The Airports service exposes two RPC methods and uses Redis for storage through the nameko_redis community extension. Nameko injects the Redis connection as a dependency — the service class does not instantiate it:

import uuid
from nameko.rpc import rpc
from nameko_redis import Redis

class AirportsService:
    name = "airports_service"

    redis = Redis('development')

    @rpc
    def get(self, airport_id):
        return self.redis.get(airport_id)

    @rpc
    def create(self, airport):
        airport_id = uuid.uuid4().hex
        self.redis.set(airport_id, airport)
        return airport_id

The Trips service follows the same pattern. Each Dockerfile is standard: FROM python:3, copy requirements, run pip install, copy source, set a startup script as CMD. The startup script waits for RabbitMQ and Redis to be ready before starting the service. With all three services defined, bring the full system up:

docker-compose up

Test the system end-to-end with curl:

# Create airport
curl -i -d '{"airport": "first_airport"}' localhost:8000/airport
# Returns: f2bddf0e506145f6ba0c28c247c54629

# Verify it stored correctly
curl localhost:8000/airport/f2bddf0e506145f6ba0c28c247c54629
# {"airport": "first_airport"}

# Create a trip between two airports
curl -i -d '{"airport_from": "f2bddf0...", "airport_to": "565000ad..."}' localhost:8000/trip
# Returns: 34ca60df07bc42e88501178c0b6b95e4

The Gateway receives the HTTP request, calls Airports or Trips over RPC, those services read and write Redis, and the response flows back through the Gateway. The whole chain runs through RabbitMQ without any direct network addresses between services.

What This Means

Nameko's design choices have a coherent logic. Stateless workers enable concurrency without shared memory problems. RPC over AMQP enables loose coupling without service registration overhead. Automatic round-robin distribution enables horizontal scaling without a load balancer configuration. Each constraint is a feature.

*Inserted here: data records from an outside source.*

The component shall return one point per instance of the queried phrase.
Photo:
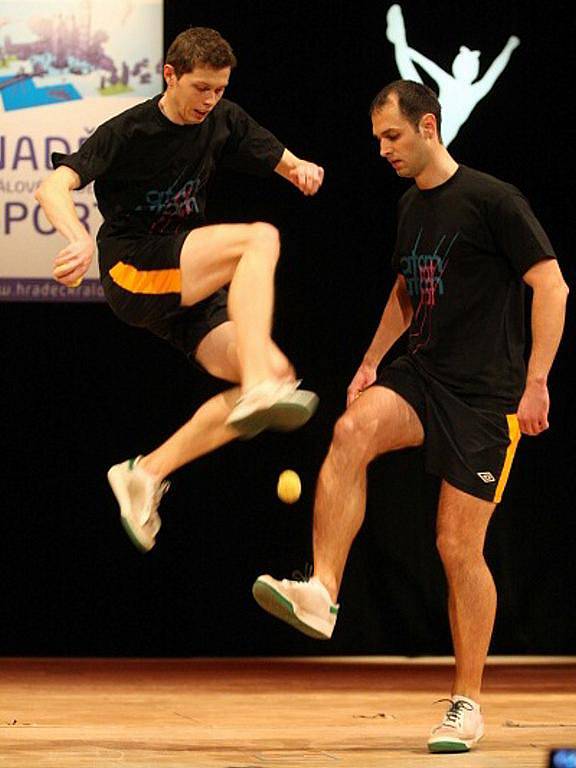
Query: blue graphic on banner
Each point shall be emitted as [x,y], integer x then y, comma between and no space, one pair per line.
[66,66]
[20,91]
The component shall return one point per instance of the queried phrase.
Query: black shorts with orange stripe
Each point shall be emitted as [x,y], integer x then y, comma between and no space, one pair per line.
[472,448]
[143,288]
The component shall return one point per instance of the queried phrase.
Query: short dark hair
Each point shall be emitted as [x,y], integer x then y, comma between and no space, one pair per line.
[414,100]
[199,45]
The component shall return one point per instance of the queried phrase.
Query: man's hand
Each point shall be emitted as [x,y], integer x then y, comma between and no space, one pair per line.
[308,177]
[72,263]
[364,377]
[533,408]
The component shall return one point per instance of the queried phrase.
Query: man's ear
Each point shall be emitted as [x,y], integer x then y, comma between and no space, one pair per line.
[428,125]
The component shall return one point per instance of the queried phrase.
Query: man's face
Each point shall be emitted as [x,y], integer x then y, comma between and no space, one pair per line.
[405,147]
[195,94]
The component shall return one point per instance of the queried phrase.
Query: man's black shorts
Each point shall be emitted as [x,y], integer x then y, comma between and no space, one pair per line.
[143,288]
[472,448]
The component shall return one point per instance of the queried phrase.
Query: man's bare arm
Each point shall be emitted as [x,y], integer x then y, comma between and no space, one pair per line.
[548,311]
[54,195]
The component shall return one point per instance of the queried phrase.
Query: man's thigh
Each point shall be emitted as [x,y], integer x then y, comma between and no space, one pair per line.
[209,257]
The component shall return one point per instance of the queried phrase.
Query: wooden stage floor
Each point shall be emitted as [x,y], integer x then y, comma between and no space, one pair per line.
[263,713]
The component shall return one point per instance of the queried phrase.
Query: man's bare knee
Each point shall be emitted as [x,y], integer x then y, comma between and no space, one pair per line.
[355,437]
[265,234]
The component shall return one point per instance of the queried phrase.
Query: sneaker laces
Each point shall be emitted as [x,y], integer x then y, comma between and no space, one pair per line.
[306,576]
[454,717]
[151,510]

For production use, the workflow points toward Kubernetes for orchestration — it handles rolling deploys, node scaling, and instance health management. The Nameko-specific consideration in that context is backward compatibility: during a rolling deploy, multiple service versions run simultaneously. Nameko distributes calls across all of them. If a new version changes an RPC method signature in a way that breaks older callers, the deploy creates an error window. Design API changes additively — add parameters with defaults before removing old ones.

Microservices architecture is foundational to any AI-powered backend that needs to separate concerns cleanly: an inference endpoint, a data pipeline, a feature store, a monitoring service, and a user-facing API can all run as independent Nameko services, each scaling to the demand profile of its specific workload. The AI engineering work that connects those services — managing data flow, versioning models, and monitoring inference quality — is where architecture choices made at the framework selection stage compound over time. Nameko's RabbitMQ-backed model removes a class of coordination problems before they start.